C O U N T D O W N !
One year to go!
The end of days! Armmmaaggedddddion! Transfiguation! Transmogrification! Dogs and cats living together...well, wait a minute!
Before you go bequeathing stuff to the nematodes who may be left, take a little bit of time to read this article. I know the rabid doomsdayers among you won't believe until you awaken December 22, 2012 (or the 24th depending on other factors) that the earth and all of us will still be here those days. So if you really, really feel things will happen the way sensationalistic authors and Hollywood claims, please feel free to donate all your worldly possessions to me so I can redistribute the wealth Christmas Day, 2012!
Below is the conclusion of the author. Don't believe it? Still think you're going to Valhalla or wherever? Then please send me your (good) stuff!
Worries about The End
More worrisome than the film itself is public hysteria around the actual date of December 21 (or 23), 2012, which has generated a great deal of fear and, for some people who are a bit more emotionally fragile, threats of suicide (see this article from National Geographic for more examples and information). This hysteria has been fed by the makers of the film for the purpose of hyping it, and it is growing increasingly difficult (particularly on the internet) to find voices of reason in an often-sinister wilderness of open speculation on the subject.

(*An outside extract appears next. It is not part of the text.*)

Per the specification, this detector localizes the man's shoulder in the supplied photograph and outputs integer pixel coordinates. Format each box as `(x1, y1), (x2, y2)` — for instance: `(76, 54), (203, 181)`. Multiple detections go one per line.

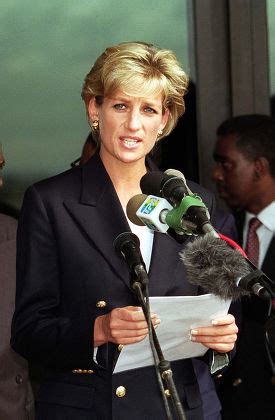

Hopefully, this hysteria will subside as calmer heads prevail and make their voices heard. Though we have a more-than-excellent chance of waking up on December 22 (or 24), 2012, in the same shape as we were when we went to sleep, we might want to keep an eye on those of us who are a bit more impressionable than others. Take a moment to let these worriers know they should take all the scary things they are reading on the internet about 2012 with a grain of salt - or twenty. After all, the ancient Maya didn't seem concerned enough to really write much of anything about it. Should we?